Lunch with Sandy Carter (IBM) and Pierre Haren (ILOG)

Share

While attending DIALOG I had a chance to have lunch with Sandy Carter of IBM and Pierre Haren of ILOG. There was a lot of interesting discussion but two key themes caught my attention – business v IT drivers and reuse.

Sandy discussed how top-down SOA being driven by BPM and has an executive focus, although this only represents about 20% of SOA projects. The remainder are challenge-based implementations with a single focus area. Regardless, the business side represents more and more of the people IBM teaches about SOA with 40% line of business types in their SOA Executive Summits. These folks are driven by a desire to be a more “service-oriented” and dynamic business as well as by a desire to “fix this for good” in areas that have had many temporary solutions over the years. They see SOA as foundational in getting this permanent fix even while their business continues to change. Clearly business rules and policies are increasingly important in this approach and IBM sees that also. One of the key challenges IBM sees is how to measure agility and this has lead to their work on Key Agility Indicators. SOA is an evolution of previous attempts with standards now crossing many companies and a more business-centric language. Both Pierre and Sandy emphasized that business needs and business people are driving a surprising amount of the move to SOA.

Pierre took an interesting position on reuse. He felt that the main value of SOA today is in collaboration and understanding not in reuse. Sandy had some examples of customers getting a lot of reuse but generally supported Pierre’s point, that reuse is not essential to the SOA value proposition. After all, many previous architectures promised reuse and it never seems to get delivered. Reuse may well come, whether through reused services or reused rules between services, but the power of SOA to bridge the business and IT is key. Interestingly, of course, this is also the key value proposition for the use of business rules as a technology.

The group at lunch was lively and touched on governance, centers of excellence, demonstrable compliance through business rules and issues of process integrity across decomposed processes. Wish I had been able to write faster…

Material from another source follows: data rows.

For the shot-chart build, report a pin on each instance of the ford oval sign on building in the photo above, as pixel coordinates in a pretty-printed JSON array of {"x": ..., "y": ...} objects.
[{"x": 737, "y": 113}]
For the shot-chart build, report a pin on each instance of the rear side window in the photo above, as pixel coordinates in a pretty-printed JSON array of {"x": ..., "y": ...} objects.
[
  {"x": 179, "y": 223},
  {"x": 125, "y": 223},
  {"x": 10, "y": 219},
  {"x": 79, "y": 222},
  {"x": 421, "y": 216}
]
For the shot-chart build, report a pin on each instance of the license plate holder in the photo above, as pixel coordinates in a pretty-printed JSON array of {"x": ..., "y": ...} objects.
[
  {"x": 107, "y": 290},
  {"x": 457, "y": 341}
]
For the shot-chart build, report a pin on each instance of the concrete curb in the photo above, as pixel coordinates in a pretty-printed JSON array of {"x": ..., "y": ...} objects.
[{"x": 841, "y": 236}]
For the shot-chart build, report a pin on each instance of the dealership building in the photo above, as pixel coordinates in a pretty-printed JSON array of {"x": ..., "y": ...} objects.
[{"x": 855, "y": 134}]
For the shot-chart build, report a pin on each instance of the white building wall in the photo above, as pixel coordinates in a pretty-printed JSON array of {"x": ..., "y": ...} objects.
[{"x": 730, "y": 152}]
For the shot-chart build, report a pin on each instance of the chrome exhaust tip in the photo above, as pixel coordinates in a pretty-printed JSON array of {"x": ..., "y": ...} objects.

Anyway, that’s it from DIALOG.

Share

Comments on this entry are closed.

  • Paul Haley March 5, 2008, 9:02 am

    Seems to me that the externalization is the key part of both rules and SOA with respect to decisions, James.

    The fact that service-oriented professionals find the term SOA titilating should not constitute a technical strategy, however (even if does constitute a marketing strategey!)

    It is amazing that people still take about reuse even though that promise has been broken or wilted so many times, from object-oriented to service-oriented. The focus should be on productivity until it gets to the knowledge level. It seems tautological that knowledge would not be reusable.

    Interesting that business control over agility is not more front and center. Words like rules and architecture don’t belong in such conversations (my view).

  • Neil Raden March 5, 2008, 2:39 pm

    75% of a Fortune 500 company’s IT budget is spent on maintenance (Forrester). It stands to reason that the real lift from reuse is the positive impact it could have on maintenance. We spend a lot time thinking about design and development, but that really isn’t the pain point for most companies. So how would SOA provide the kind of reuse that would have a real impact? I only see two options. In the first, we build services that are so fine-grained and so numerous that applications can be composed in an infinite number of ways. For this to work, there has to be metamodel that describes the features of these services in excruciating detail and (said repository) has to be endowed with enough intelligence to reason on its own about best choices, redundancy, dependencies, etc. I don’t see anything like that available in the near future.

    The other option is a few giant services that do everything, but are so general in nature that configuring them for an application is a massive undertaking. SAP R/3 comes to mind, though the reuse is at a higher level (the software company’s).

    Clearly, something in between is the answer, but we have a way to go before we have the kind of active, inductive, representational framework to arbitrate an architecture like this.